Martin Bligh wrote:
It's looking to me like it might still need djprobes to implement, in
order to get the atomic and safe switchover from the original function
into the traced one. All rather sad, but seems to be true from all the
CPU errata, etc. If anyone can see a way round that, I'd love to hear
it.
But we don't need to fight the errata, there are fortunately solutions
that take care of it where it does exist (x86: djprobes/kprobes.)
What's more interesting, though, is that the method as it is proposed
at this stage *seems* to be easily portable to other archs. And where
such binary trickery is difficult to pull off, nothing precludes
having a universally "portable" mechanism including something akin to
switching between instrumented vs. normal function at function entry.
Even such conditional ifs can be optimized by the CPU nowadays.
The picture is, nevertheless, very bright at the moment (I think).

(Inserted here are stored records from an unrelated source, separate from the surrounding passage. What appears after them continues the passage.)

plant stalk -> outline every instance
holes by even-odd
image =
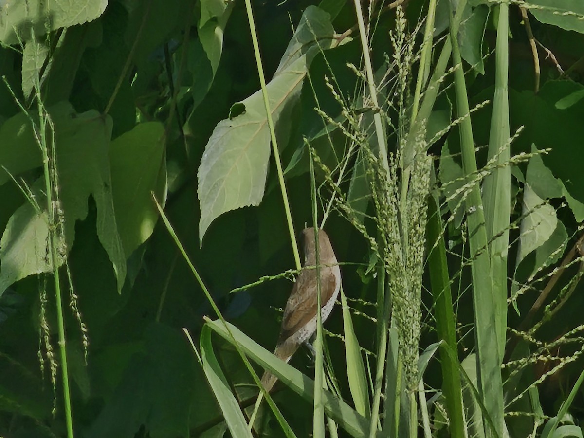
[[[290,203],[288,200],[288,193],[286,191],[286,186],[284,181],[282,162],[280,158],[278,142],[276,138],[274,120],[272,117],[272,110],[270,108],[269,98],[267,95],[266,77],[263,74],[263,65],[262,63],[262,56],[259,53],[258,32],[256,30],[255,20],[253,19],[253,11],[252,11],[251,0],[245,0],[245,9],[248,13],[248,21],[249,23],[249,30],[251,33],[252,41],[253,44],[253,53],[255,54],[256,64],[258,65],[258,74],[259,77],[260,84],[262,86],[262,96],[263,98],[263,105],[266,107],[266,116],[267,117],[267,126],[270,130],[270,138],[272,140],[272,150],[274,154],[274,160],[276,161],[276,169],[278,174],[278,182],[280,183],[280,190],[282,193],[284,210],[286,214],[286,221],[288,223],[288,231],[290,233],[290,241],[292,243],[292,251],[294,253],[294,262],[296,264],[296,269],[300,270],[302,269],[302,263],[300,262],[300,254],[298,251],[298,245],[296,243],[296,237],[294,231],[294,224],[292,222],[292,214],[290,212]]]

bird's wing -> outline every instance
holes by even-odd
[[[316,270],[305,269],[298,276],[284,310],[282,329],[278,343],[281,343],[308,324],[317,314],[318,304]],[[335,292],[336,279],[331,269],[321,270],[321,304],[324,305]]]

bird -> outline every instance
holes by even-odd
[[[287,362],[298,347],[307,341],[317,329],[318,283],[317,281],[316,239],[315,229],[302,231],[304,238],[304,263],[284,310],[280,336],[274,354]],[[322,322],[328,318],[340,290],[340,269],[326,233],[318,230],[321,308]],[[309,269],[309,267],[312,267]],[[269,392],[277,377],[266,371],[262,384]]]

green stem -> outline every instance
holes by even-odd
[[[450,276],[437,198],[436,193],[428,196],[428,223],[426,231],[427,265],[438,338],[447,345],[451,346],[455,352],[453,358],[445,348],[440,350],[442,391],[450,420],[449,429],[452,438],[465,438],[462,384],[458,369],[458,353],[454,350],[457,345],[456,317],[452,303]]]
[[[259,53],[258,32],[256,30],[255,21],[253,19],[253,12],[252,11],[251,0],[245,0],[245,9],[248,12],[248,21],[249,23],[249,30],[251,32],[252,41],[253,44],[253,53],[255,54],[256,64],[258,65],[258,74],[259,76],[259,82],[262,86],[262,96],[263,98],[263,105],[266,107],[267,126],[270,130],[270,138],[272,140],[272,149],[274,154],[274,159],[276,161],[276,169],[278,174],[278,181],[280,183],[280,189],[282,193],[282,200],[284,202],[284,210],[286,211],[286,220],[288,223],[288,232],[290,233],[290,241],[292,243],[292,251],[294,253],[296,269],[300,270],[302,269],[302,263],[300,262],[300,254],[298,251],[298,245],[296,244],[296,237],[294,232],[294,224],[292,223],[292,214],[290,212],[290,203],[288,201],[288,194],[286,192],[286,183],[284,182],[284,172],[282,171],[282,163],[280,158],[278,143],[276,139],[274,120],[272,117],[272,110],[270,108],[270,102],[267,95],[266,77],[263,74],[263,65],[262,64],[262,56]]]
[[[44,113],[44,108],[40,103],[40,92],[37,92],[39,98],[39,118],[40,123],[40,141],[43,151],[43,171],[44,171],[45,189],[47,192],[47,212],[48,216],[49,245],[51,245],[51,263],[53,265],[53,276],[55,280],[55,297],[57,305],[57,324],[59,336],[59,354],[61,357],[61,367],[62,370],[63,378],[63,402],[65,407],[65,422],[67,429],[67,438],[73,438],[73,419],[71,414],[71,394],[69,390],[69,373],[67,370],[67,354],[65,339],[65,323],[63,318],[63,307],[61,296],[61,285],[59,281],[58,243],[55,239],[55,230],[57,228],[55,220],[55,208],[53,207],[53,187],[54,185],[51,180],[51,165],[56,166],[54,162],[55,154],[51,153],[51,159],[48,157],[48,145],[47,144],[46,123],[47,116]],[[54,142],[51,148],[55,147]],[[51,165],[51,161],[52,165]],[[58,201],[58,200],[54,200]],[[58,218],[57,218],[58,220]]]
[[[430,0],[428,5],[428,15],[426,18],[426,29],[424,31],[424,42],[422,46],[422,54],[420,55],[420,68],[418,72],[418,80],[416,81],[416,91],[413,95],[413,106],[412,107],[412,124],[416,120],[418,109],[422,95],[422,87],[426,84],[430,74],[430,55],[432,54],[432,36],[434,34],[434,18],[436,15],[436,0]]]
[[[365,21],[363,19],[363,11],[361,8],[360,0],[354,0],[355,12],[357,13],[357,23],[359,27],[359,36],[361,39],[361,50],[363,53],[363,61],[365,62],[365,72],[367,75],[367,84],[369,85],[369,94],[373,106],[379,108],[379,102],[377,100],[377,90],[375,86],[375,78],[373,76],[373,67],[371,63],[371,56],[369,55],[369,42],[367,39],[367,32],[365,30]],[[373,121],[375,124],[375,133],[377,137],[377,144],[379,145],[379,158],[381,160],[383,169],[390,174],[390,165],[387,161],[387,151],[385,140],[383,135],[383,123],[381,121],[381,114],[377,111],[373,114]]]
[[[461,14],[467,3],[461,0],[456,15]],[[463,168],[467,176],[477,173],[472,126],[468,105],[464,71],[457,38],[460,20],[451,21],[450,41],[454,65],[454,87],[456,92],[457,116],[464,117],[461,122],[460,145]],[[477,368],[478,390],[495,430],[487,428],[486,437],[503,436],[503,384],[501,377],[499,348],[496,330],[496,305],[491,283],[492,268],[488,246],[488,238],[482,201],[478,185],[475,184],[466,200],[467,224],[472,263],[472,298],[474,310],[475,336],[477,345]]]
[[[322,357],[322,309],[321,304],[321,267],[320,248],[318,245],[318,225],[317,224],[317,184],[314,178],[314,157],[312,150],[310,152],[310,194],[312,208],[312,224],[314,227],[315,251],[317,259],[317,339],[314,343],[314,413],[312,422],[312,436],[315,438],[325,436],[325,408],[322,403],[322,385],[324,380],[324,361]]]
[[[382,239],[378,239],[381,242]],[[380,248],[380,252],[382,251]],[[387,300],[388,301],[388,300]],[[387,353],[388,312],[385,306],[385,267],[383,260],[377,264],[377,360],[376,364],[375,386],[373,389],[373,401],[371,408],[371,419],[369,422],[369,437],[374,438],[377,433],[379,422],[379,406],[381,398],[381,386],[383,372],[385,369],[385,355]]]
[[[233,345],[235,347],[235,350],[239,354],[239,357],[241,357],[241,360],[243,361],[245,367],[248,369],[248,371],[251,375],[254,382],[255,382],[256,385],[257,385],[260,388],[260,392],[259,397],[266,397],[267,404],[269,405],[270,408],[272,408],[272,412],[273,412],[276,419],[281,426],[282,430],[284,431],[286,436],[288,438],[296,438],[296,435],[290,428],[290,425],[286,422],[286,420],[282,415],[281,412],[280,412],[280,409],[278,409],[276,404],[274,403],[274,401],[270,396],[270,394],[266,391],[263,385],[262,384],[259,377],[258,376],[257,373],[256,373],[253,368],[252,367],[251,363],[249,362],[249,360],[244,353],[239,344],[235,340],[235,338],[232,332],[230,329],[229,325],[227,324],[227,322],[225,321],[225,318],[224,318],[223,314],[221,314],[221,311],[219,310],[219,308],[217,307],[217,305],[215,303],[215,300],[211,296],[211,294],[209,293],[209,290],[207,288],[207,286],[203,281],[203,279],[201,278],[201,276],[199,274],[199,272],[194,267],[192,262],[190,261],[190,259],[189,258],[189,255],[186,253],[186,251],[185,249],[185,247],[183,246],[182,244],[180,243],[180,241],[179,239],[178,236],[176,235],[176,233],[175,232],[174,228],[172,228],[172,225],[171,224],[170,221],[168,220],[168,218],[164,213],[164,210],[162,210],[162,207],[161,207],[160,204],[158,203],[158,200],[156,199],[156,196],[154,195],[154,192],[152,192],[151,194],[152,195],[152,199],[154,201],[154,204],[156,205],[156,208],[158,209],[158,213],[160,214],[161,218],[162,219],[162,222],[164,223],[164,225],[166,227],[166,230],[168,231],[169,234],[171,235],[171,237],[172,238],[172,240],[174,241],[177,248],[182,255],[185,261],[186,262],[191,272],[192,272],[193,275],[194,276],[194,278],[196,279],[197,282],[203,290],[203,292],[207,297],[207,299],[208,301],[209,304],[211,305],[213,311],[215,312],[215,314],[217,315],[217,318],[221,320],[221,322],[223,323],[227,328],[228,336],[232,341]],[[250,427],[251,426],[250,426]]]

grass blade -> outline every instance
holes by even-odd
[[[455,352],[454,357],[441,350],[442,391],[446,399],[446,408],[450,419],[450,436],[465,438],[464,413],[463,406],[462,385],[458,373],[458,353],[456,352],[456,318],[454,316],[450,291],[450,277],[446,262],[446,248],[442,235],[442,221],[435,194],[428,200],[428,223],[426,244],[428,246],[428,267],[434,298],[434,315],[436,320],[438,337]]]
[[[208,326],[228,342],[237,343],[245,353],[308,402],[312,402],[314,381],[280,360],[229,322],[206,318]],[[232,339],[230,333],[232,334]],[[340,398],[322,390],[322,404],[326,415],[351,436],[364,438],[369,433],[367,419]]]
[[[365,366],[361,354],[361,347],[353,328],[353,321],[351,319],[351,312],[347,304],[347,298],[342,288],[340,290],[340,303],[343,307],[345,355],[347,363],[349,387],[357,412],[363,416],[369,417],[371,415],[371,408],[369,405],[369,392],[367,391]]]
[[[213,346],[211,343],[211,330],[206,325],[203,326],[201,331],[201,354],[199,355],[194,343],[191,339],[188,332],[185,331],[189,340],[190,342],[193,350],[203,367],[207,380],[211,386],[211,389],[215,395],[219,407],[223,413],[223,418],[227,423],[232,436],[249,437],[253,436],[248,430],[248,424],[244,417],[244,414],[239,408],[237,400],[233,396],[231,390],[227,383],[227,380],[223,374],[223,371],[219,366]]]
[[[462,13],[465,0],[459,2],[456,15]],[[452,14],[451,13],[451,16]],[[458,117],[464,117],[460,124],[460,144],[463,166],[467,175],[477,173],[474,140],[467,94],[464,71],[458,42],[460,19],[451,20],[450,41],[454,71],[457,110]],[[501,378],[501,359],[496,332],[497,311],[491,282],[491,260],[489,256],[485,216],[480,189],[474,185],[466,199],[467,224],[471,252],[472,279],[472,299],[474,308],[478,392],[481,401],[495,426],[485,429],[486,437],[503,436],[505,429],[503,403],[503,383]]]

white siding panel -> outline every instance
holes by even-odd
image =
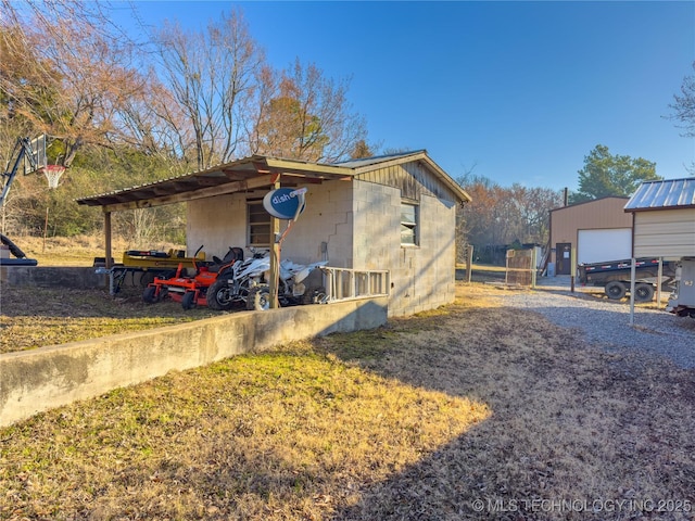
[[[579,264],[619,260],[632,256],[632,230],[578,230],[577,262]]]
[[[636,213],[634,255],[671,258],[695,255],[695,208]]]

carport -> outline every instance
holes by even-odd
[[[659,280],[665,259],[695,256],[695,178],[643,182],[626,204],[632,214],[630,323],[634,323],[635,258],[658,257]],[[657,303],[661,288],[657,285]]]
[[[185,203],[260,188],[271,190],[280,187],[298,187],[299,183],[321,183],[326,180],[349,179],[351,179],[350,170],[340,166],[254,155],[193,174],[83,198],[77,200],[77,204],[101,206],[102,208],[104,214],[105,267],[109,269],[112,267],[111,214],[113,212]],[[270,230],[276,239],[279,238],[280,219],[270,217]],[[270,247],[270,302],[273,307],[277,307],[279,256],[280,244],[276,240]]]

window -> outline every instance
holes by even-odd
[[[270,245],[270,214],[263,207],[263,201],[247,201],[247,230],[250,246]]]
[[[418,206],[413,203],[401,203],[401,245],[416,246]]]

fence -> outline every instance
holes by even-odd
[[[361,270],[321,267],[326,302],[350,301],[368,296],[389,296],[388,270]]]

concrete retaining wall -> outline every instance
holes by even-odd
[[[0,355],[0,427],[116,387],[251,351],[387,322],[388,297],[241,312]]]

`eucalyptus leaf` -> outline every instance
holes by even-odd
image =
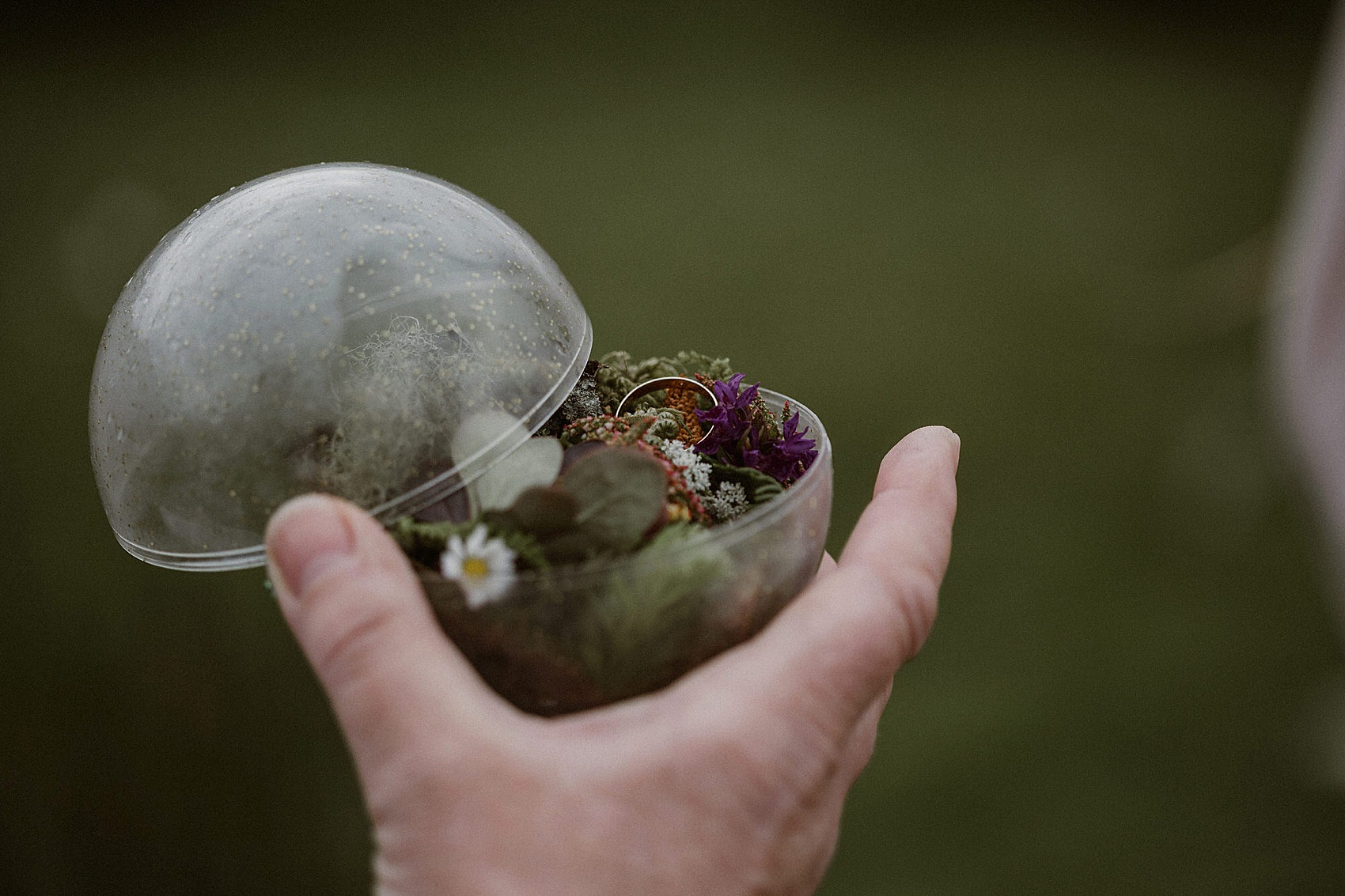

Just have a 5byte filler at function entry such as Hiramatsu-san
suggested, and use djprobes to fork to instrumented function. The
unconditional jump in the filler will most likely be utterly
unmeasurable, and benchmarks should confirm this.
So:
On x86: use 5byte filler and djprobes.
On "sane" archs: use filler and override as explained earlier.
Elsewhere: use standard "if" or function pointer at function entry.